Few other survival skills are just as crucial as starting a fire without the aid of pre-made tools yet you can find yourself unprepared (despite all your training and confidence) in the event of a natural calamity or get lost in the woods.

A well-lit fire serves many functions as it acts as a beacon or signal, allows you to stay warm, cook food, ward off insects and predators, and boost your morale. Imagine trying to go through the night in the dark woods without a fire.

Night-eyed predators can stalk you without you seeing them, insects would feast on your exposed skin, patrols would never see you as they pass by and you may not have a chance to eat properly. In the battle against sickness, illness and certain death in emergency scenarios, your ingenuity to build a fire may dictate your outcome.

Here are several ways to start a fire without a match or lighter:

1) Hand drill
– Place a board of wood flat on the ground and make sure it is dry. Cut a v-shaped incision in the middle and hammer in a small impression adjacent to it. Add bark into the incision and a 2 foot spindle in the impression.

Build a nest of tinder (dried twigs, leaves, nettles, grass, bark) aside. Rub the spindle across your palm until the bark in the fire board turns into ember. Once it starts to glow, roll the bark into the tinder to start a fire. Add small firewood at first then keep adding larger pieces until you have a well-lit fire.

2) Magnifying Lens
– Use this method to make a fire when the sun is out in the morning or afternoon. Build a tinder nest then angle the magnifying lens one foot or a bit more above it in the direction of the sun, holding it in place with tree branches or stones. Adjust until you see a small and intensified spot of yellow on the tinder and wait for it to burn, then add firewood.

3) Condom Lens
– Open the condom and unwrap it only halfway. Fill it partially with water until it has a small spherical shape. Build a tinder nest then angle the condom lens to catch enough light to throw a small and focused spot. Increase or decrease the water inside until the spot appears bright yellow and your tinder nest catches fire. Add small firewood and then larger pieces until your fire is big enough.

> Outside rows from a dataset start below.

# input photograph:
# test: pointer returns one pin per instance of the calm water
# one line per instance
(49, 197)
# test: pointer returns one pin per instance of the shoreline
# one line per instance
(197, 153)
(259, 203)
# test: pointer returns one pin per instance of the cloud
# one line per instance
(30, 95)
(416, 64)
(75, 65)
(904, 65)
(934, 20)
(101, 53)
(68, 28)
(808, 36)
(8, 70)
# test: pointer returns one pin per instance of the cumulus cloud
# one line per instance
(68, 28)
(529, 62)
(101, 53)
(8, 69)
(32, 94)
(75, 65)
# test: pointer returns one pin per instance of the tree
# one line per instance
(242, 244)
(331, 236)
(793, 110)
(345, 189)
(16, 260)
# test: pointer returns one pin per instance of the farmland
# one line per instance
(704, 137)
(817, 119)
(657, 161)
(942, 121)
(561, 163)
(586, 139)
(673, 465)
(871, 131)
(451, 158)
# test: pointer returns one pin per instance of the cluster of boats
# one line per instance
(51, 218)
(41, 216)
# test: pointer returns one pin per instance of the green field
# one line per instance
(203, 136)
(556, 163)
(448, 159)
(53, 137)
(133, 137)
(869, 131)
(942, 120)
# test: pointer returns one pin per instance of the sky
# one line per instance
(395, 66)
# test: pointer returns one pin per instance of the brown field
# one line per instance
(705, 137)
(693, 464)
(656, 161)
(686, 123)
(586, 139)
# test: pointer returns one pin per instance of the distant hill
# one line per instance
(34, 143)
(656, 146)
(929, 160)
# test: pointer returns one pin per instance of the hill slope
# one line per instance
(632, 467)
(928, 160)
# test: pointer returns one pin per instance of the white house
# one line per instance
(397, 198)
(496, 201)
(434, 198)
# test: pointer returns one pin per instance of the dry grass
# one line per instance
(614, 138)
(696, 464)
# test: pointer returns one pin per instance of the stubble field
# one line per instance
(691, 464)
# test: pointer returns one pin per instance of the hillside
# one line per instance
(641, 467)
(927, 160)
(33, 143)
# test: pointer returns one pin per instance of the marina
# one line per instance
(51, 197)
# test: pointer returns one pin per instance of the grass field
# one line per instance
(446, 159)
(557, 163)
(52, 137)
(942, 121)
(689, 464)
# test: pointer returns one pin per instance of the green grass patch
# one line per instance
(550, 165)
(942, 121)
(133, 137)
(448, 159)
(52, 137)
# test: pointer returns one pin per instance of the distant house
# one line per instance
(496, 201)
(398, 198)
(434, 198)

4) Steel Wool and Batteries
– Build a tinder nest. Stretch your steel wool until it is thin then take a 9-volt battery and rub the side with the positive and negative terminals onto the wool until it burns and glows. Be quick to transfer the burning wool into the tinder nest until it catches a small fire and then add firewood.

A well-built fire also serves as your sanctuary and lifts the spirits of your group as you all go through unpredictable times ahead. If you are able to show them that you can build a beacon from simple tools, they will begin to understand the need to work together until help arrives and bide their time with hope in their hearts.

If they are separated from your group, their chances of survival are greater if you’ve imparted a very valuable piece of survival knowledge that can keep them alive.